If you are thinking of an Reverse Osmosis system for your RV, I wouldn't advise it. RO systems can't pass enough water at one time to satisfy those needs. They are only useful as an auxiliary drinking water filtration system. If you do want to have the very best filtration, most caravans that travel through Mexico will use the Seagull IV series from General Ecology. These units are not inexpensive but they will filter anything out of your water, including Cryptosporidium or any other bacteria or dangerous "stuff" that might be in the water. We keep one on the cold water side of the kitchen sink to provide perfect water for drinking or cooking. You won't want one of these on your whole system though or else it'll get too costly changing cartridges due to the extra water usage.

Waste Water Systems

Overview:

What goes in, must come out, right? An RV's waste water is divided into two systems - gray water and black water. All of the sink drains, shower drains, and washer-dryer wastewater is sent to the gray water tank. This is where your soapy water will reside until you dump it. The toilet is connected directly to the black water tank (why do they call it black? Shouldn't it be called the brown water tank?). This is where all the "stuff" from the toilet will go. Each of these tanks has a separate drain valve that goes to a common drain port where you connect your sewer hose to. Your sewer hose just twists onto the dump valve outlet and then goes to the campground's sewer connection or to a dump station.

Dumping Tips:

Whenever you are connected to a sewer connection it is a good idea to keep the dump valves closed. If you leave them open all the time you'll allow solids to build up in the tanks (especially the black tank) and you'll have odor problems. The ideal method is to allow them to fill to at least 2/3rds before dumping. Then, you dump your black tank first. After the black tank is empty, then dump the gray water tank. The gray water will help flush the hose clean. If you are at the same location for a long time you can leave the gray valve open if you are passing a lot of water but you will need to remember to close it a day or two prior to dumping the black tank or else you won't have any flushing water for the hose. One disadvantage to leaving the gray tank valve open is that insects (and even frogs) can climb into your gray tank from in the sewer sao you might find yourself showering with friends.
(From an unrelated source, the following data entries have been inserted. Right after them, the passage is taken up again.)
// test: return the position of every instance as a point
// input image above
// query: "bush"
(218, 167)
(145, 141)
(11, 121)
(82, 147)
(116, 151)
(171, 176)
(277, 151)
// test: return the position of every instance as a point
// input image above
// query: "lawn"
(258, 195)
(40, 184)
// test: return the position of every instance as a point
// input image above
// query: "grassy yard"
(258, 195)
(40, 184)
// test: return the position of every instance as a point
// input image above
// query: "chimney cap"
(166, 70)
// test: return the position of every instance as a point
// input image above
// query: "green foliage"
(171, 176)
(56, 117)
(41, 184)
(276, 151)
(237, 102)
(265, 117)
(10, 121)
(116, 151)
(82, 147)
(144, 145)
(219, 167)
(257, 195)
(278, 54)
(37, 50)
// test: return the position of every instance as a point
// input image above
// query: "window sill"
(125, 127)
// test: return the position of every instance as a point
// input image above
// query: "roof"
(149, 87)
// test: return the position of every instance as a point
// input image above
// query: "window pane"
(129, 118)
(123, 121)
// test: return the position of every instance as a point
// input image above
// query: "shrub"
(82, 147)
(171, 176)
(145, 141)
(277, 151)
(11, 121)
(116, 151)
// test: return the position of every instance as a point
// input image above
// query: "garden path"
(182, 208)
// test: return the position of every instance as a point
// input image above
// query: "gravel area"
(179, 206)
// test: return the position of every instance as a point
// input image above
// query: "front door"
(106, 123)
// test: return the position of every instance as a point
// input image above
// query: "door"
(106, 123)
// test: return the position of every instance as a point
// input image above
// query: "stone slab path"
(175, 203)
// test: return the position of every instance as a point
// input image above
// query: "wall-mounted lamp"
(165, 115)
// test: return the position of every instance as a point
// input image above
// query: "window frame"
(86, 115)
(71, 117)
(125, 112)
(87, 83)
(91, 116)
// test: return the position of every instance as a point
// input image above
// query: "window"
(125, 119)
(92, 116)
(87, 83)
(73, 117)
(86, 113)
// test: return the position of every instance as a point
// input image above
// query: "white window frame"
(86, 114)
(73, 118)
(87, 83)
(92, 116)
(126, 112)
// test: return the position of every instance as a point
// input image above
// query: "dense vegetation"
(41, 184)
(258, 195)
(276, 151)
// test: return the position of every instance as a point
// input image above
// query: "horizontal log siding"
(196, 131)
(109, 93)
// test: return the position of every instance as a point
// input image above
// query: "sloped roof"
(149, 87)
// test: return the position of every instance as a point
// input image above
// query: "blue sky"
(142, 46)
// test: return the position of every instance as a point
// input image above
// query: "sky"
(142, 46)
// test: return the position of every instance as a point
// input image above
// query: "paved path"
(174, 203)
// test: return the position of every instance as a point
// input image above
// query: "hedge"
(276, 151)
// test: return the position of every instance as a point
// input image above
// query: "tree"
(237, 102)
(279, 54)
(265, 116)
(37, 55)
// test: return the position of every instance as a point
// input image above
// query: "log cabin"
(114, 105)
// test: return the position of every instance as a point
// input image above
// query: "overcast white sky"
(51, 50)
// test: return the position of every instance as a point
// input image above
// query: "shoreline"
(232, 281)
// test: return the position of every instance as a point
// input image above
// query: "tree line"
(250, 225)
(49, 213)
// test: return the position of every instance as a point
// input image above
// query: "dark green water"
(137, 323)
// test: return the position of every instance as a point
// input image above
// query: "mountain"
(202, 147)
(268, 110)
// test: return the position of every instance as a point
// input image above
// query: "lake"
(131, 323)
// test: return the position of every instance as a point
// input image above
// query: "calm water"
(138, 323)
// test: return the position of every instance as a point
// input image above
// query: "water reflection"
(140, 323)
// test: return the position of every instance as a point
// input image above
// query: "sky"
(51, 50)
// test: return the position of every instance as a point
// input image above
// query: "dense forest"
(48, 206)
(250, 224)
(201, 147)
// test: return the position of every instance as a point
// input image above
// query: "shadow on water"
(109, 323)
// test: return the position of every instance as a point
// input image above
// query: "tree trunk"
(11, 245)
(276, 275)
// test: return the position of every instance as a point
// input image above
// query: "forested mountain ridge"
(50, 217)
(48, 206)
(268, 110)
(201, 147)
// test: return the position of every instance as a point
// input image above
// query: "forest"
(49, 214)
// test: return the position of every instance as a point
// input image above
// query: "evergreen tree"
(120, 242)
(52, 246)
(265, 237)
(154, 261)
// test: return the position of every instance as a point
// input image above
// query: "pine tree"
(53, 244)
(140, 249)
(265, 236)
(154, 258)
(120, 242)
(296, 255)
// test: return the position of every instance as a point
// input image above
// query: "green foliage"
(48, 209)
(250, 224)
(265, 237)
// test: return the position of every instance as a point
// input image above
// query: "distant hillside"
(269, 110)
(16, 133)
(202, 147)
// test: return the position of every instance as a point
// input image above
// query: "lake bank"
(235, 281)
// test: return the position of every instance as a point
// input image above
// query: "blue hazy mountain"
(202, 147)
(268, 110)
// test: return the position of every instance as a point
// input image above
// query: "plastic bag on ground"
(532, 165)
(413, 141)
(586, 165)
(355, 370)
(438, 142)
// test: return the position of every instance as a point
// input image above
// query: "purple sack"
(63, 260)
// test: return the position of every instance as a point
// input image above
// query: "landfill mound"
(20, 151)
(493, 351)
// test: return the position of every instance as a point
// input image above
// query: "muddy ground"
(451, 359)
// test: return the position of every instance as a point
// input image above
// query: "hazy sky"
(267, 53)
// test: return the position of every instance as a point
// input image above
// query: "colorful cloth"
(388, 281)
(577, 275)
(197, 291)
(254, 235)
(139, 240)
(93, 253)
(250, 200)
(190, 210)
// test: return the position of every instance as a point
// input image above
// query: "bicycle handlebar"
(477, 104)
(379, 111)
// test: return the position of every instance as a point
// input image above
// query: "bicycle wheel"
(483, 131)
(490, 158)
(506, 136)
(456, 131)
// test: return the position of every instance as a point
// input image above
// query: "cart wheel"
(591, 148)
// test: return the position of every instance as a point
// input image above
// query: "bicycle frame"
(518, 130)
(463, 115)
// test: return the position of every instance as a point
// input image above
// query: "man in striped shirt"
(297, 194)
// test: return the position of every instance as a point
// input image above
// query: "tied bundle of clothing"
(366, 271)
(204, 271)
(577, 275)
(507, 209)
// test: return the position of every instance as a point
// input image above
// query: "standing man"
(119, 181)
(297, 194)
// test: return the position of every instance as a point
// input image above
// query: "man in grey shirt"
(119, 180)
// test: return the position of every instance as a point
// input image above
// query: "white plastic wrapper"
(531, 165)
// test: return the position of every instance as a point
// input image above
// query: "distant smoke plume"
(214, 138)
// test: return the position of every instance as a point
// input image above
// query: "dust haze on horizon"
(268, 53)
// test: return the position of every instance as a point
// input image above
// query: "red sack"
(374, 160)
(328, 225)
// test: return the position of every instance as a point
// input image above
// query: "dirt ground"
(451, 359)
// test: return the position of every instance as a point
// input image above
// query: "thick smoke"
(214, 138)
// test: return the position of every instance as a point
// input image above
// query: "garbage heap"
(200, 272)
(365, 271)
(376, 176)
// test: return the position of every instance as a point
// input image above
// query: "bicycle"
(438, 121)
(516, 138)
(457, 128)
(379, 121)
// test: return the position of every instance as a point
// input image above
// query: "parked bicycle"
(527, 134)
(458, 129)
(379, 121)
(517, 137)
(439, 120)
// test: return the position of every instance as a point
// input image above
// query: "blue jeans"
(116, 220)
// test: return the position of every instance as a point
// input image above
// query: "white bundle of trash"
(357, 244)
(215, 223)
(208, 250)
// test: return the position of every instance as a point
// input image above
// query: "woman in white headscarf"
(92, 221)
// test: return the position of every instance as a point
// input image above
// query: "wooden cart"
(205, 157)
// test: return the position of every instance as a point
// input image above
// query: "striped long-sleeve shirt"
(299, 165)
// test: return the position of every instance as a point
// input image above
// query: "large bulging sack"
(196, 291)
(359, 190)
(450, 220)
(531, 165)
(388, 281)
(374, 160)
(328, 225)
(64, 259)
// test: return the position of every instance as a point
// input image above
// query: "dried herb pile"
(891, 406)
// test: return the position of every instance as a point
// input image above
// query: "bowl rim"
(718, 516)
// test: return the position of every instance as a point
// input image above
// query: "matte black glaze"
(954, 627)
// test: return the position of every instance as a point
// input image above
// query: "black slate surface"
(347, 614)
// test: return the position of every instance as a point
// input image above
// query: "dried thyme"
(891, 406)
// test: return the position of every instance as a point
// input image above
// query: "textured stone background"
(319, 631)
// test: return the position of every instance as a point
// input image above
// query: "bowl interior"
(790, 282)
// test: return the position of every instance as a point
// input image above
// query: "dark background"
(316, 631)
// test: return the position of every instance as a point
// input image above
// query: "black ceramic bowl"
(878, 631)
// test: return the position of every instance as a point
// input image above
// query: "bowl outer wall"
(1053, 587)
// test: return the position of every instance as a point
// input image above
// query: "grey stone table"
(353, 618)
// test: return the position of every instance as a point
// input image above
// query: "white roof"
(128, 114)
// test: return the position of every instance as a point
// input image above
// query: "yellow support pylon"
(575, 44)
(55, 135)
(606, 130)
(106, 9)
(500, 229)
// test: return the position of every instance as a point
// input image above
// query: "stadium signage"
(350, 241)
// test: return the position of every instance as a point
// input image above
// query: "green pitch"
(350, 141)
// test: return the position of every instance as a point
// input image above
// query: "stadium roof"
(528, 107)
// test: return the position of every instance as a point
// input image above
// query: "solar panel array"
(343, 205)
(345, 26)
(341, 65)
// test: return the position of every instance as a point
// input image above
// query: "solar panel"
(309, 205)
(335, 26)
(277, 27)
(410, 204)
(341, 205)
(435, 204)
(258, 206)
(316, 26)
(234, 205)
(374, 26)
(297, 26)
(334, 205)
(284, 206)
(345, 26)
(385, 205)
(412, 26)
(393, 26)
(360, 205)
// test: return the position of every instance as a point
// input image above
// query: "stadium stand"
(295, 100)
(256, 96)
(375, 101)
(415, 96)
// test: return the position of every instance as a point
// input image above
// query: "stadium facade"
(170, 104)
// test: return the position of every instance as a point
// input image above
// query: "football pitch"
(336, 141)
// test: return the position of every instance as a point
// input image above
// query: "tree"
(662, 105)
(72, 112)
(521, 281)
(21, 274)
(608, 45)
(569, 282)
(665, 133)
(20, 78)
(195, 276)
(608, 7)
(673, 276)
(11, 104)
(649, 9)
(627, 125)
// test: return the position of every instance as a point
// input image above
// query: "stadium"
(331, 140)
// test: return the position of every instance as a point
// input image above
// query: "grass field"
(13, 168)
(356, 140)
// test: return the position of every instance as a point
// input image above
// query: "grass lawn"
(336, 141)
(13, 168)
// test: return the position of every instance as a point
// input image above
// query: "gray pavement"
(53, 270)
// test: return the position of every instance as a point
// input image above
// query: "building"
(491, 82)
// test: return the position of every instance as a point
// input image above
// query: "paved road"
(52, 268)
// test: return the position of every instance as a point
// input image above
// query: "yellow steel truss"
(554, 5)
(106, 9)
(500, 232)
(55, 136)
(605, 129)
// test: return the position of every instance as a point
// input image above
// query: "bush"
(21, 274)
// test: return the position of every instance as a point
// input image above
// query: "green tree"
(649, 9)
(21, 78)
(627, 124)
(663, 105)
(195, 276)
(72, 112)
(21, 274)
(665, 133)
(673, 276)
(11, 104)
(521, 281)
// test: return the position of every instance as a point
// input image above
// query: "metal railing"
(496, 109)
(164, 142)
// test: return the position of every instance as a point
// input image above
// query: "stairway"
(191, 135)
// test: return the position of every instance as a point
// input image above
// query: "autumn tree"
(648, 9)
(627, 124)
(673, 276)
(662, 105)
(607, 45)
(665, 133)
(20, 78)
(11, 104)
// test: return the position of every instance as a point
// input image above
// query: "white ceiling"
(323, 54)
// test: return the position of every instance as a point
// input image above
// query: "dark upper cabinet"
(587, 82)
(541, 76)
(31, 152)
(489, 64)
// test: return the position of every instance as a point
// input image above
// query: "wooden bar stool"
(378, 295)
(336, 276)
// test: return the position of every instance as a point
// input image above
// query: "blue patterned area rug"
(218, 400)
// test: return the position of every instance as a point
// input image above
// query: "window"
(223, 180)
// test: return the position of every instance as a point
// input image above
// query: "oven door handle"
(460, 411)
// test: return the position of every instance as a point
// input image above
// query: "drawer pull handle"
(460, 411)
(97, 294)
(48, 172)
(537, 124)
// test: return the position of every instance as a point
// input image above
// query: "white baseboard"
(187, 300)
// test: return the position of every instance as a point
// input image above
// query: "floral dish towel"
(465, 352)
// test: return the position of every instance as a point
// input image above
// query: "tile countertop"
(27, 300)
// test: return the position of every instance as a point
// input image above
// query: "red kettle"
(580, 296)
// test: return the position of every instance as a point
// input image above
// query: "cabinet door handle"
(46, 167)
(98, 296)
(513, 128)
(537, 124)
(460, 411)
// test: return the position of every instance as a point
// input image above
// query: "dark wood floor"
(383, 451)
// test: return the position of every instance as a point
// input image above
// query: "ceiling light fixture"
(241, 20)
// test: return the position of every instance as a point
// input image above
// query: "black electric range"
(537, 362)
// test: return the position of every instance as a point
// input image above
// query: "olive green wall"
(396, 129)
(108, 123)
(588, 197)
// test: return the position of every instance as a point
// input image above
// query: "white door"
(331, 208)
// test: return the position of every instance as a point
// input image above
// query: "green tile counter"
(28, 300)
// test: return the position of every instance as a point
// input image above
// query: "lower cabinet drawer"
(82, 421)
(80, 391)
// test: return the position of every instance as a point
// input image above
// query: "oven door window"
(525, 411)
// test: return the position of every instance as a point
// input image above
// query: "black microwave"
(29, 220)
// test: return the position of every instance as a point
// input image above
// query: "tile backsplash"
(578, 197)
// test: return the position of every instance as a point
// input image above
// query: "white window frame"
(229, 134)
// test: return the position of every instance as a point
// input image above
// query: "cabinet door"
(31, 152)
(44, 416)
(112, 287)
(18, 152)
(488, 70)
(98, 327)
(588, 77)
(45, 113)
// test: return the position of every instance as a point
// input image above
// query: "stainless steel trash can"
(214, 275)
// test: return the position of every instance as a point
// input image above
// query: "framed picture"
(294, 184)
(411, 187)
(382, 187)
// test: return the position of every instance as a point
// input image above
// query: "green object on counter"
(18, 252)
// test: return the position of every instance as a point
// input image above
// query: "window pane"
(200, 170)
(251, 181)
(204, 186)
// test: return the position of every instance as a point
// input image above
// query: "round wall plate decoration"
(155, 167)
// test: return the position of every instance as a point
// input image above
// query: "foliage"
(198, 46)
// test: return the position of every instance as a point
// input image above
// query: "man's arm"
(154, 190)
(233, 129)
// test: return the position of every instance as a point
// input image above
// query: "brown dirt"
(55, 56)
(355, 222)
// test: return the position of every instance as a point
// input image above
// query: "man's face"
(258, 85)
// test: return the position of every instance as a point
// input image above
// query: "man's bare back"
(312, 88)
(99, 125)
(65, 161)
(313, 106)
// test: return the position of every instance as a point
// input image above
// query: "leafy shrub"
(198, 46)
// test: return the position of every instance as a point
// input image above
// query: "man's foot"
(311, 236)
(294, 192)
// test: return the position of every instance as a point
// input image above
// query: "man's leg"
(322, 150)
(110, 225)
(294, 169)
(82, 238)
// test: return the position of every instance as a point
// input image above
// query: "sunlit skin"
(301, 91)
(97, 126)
Many RVs now come with a black tank flushing attachment. This allows you to connect a garden hose to the flushing attachment and run water through a built in spray nozzle to dislodge sediments and help clean the tank out. This is a very handy feature and beats sticking the old spray wand down the toilet (and carrying it back out through the coach when done). When using this, hold off on dumping your gray water until after you have finished flushing the tank. Then dump the gray water to flush all the new sediments from the sewer hose. When you are all done dumping, be sure to add some water to the black tank and add the proper amount of chemical to the tank to allow bacteria to break down and dissolve any future solids. When using a sewer flushing attachment, be sure to use a separate garden hose than the one that you use for fresh water supply. The fresh water hoses are white plastic and have a special liner rated for drinking water. Just use a regular garden hose for the sewer flush to keep them separate so that no dangerous germs can get into your fresh water system and contaminate it.